Who Moved My Customers?

To say that marketing has changed in the last few years would be to put it quite mildly.

 

Marketing has been rocked, shaken, stirred, knocked for a loop and turned completely upside down not just by the Internet, but by the emergence of social media as an informational, educational and conversational platform leveraged by the masses.

 

The authors of The Cluetrain Manifesto had it right when they said, among other things, that…

“There are no secrets. The networked market knows more than companies do about their own products. And whether the news is good or bad, they tell everyone.”

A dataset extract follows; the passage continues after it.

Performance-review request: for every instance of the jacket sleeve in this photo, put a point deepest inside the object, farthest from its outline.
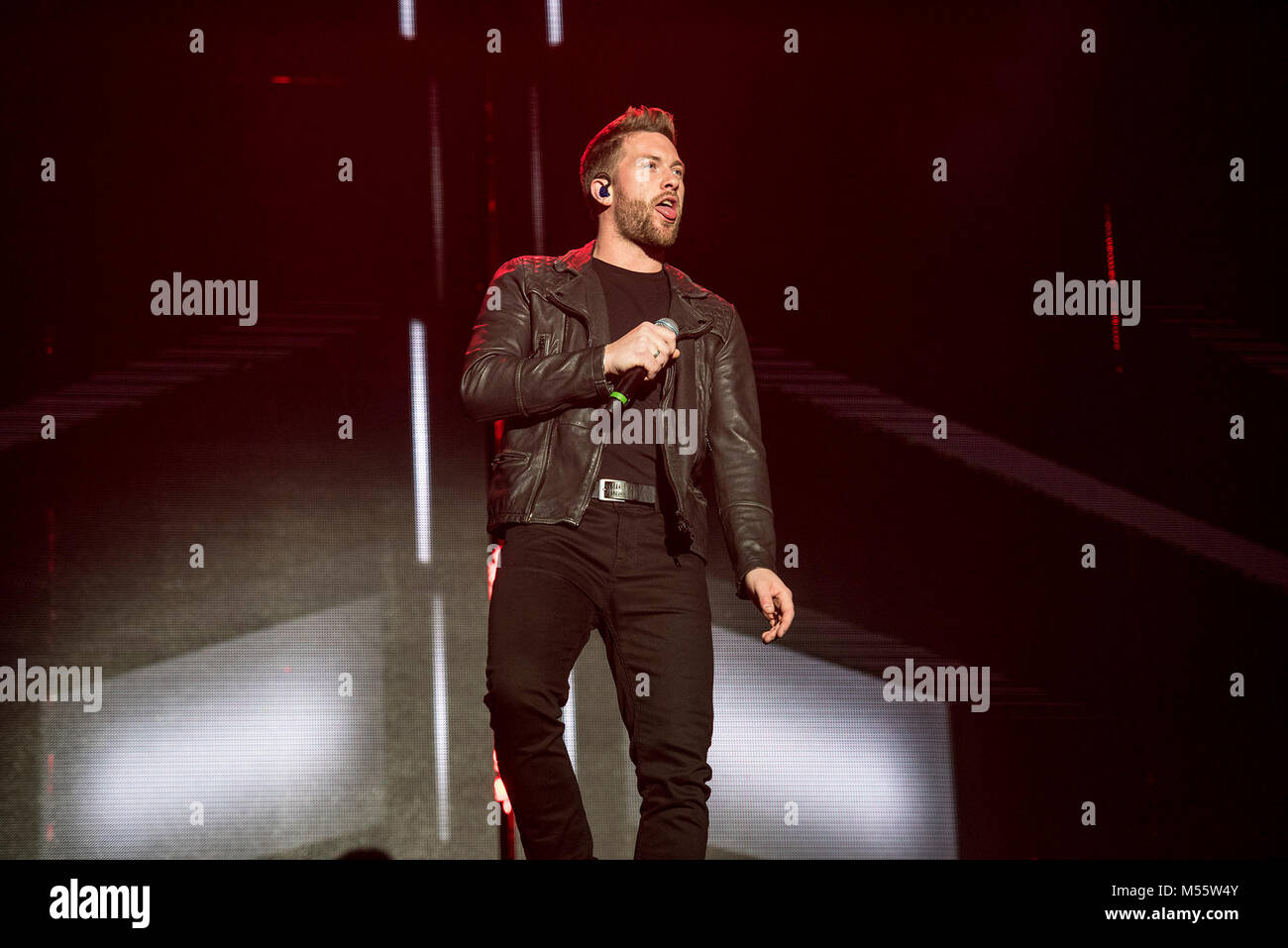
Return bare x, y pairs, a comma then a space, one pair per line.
502, 377
739, 468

The cold, hard facts say that customers are simply not where they were as recently as the turn of this century…they’re not waiting for the mail, reading the newspaper, listening to the radio or watching TV. At least not very often.

 

Instead, like you and me, they’re surfing the web, publishing their own blogs, following others on Twitter, telling stories on Facebook, building reputations on LinkedIn, sharing pictures on Flickr and putting videos on YouTube.cheese-44

 

Yes, if you’re a marketer like me, you know that your customers have moved like the cheese (a metaphor for something you desire) in the classic, best-selling book written in 1998 by Spencer Johnson, M.D., Who Moved My Cheese? – and you had better see the inevitable…

 

…you had better read the proverbial “Handwriting on the Wall.”

 

Your customers have moved (in more ways than one) and it’s up to you to find them, listen to them, converse with them and serve them.

 

Don’t “Hem” or “Haw” or you might get left behind. Move with the cheese. “Sniff” out the changes that are taking place in your field and “Scurry” into a position from which you can take full advantage now before it’s too late.

 

Note: “Hem,” “Haw,” “Sniff” and “Scurry” are characters in the book, Who Moved My Cheese? (written by Spencer Johnson, M.D.) To learn more about the book, click here.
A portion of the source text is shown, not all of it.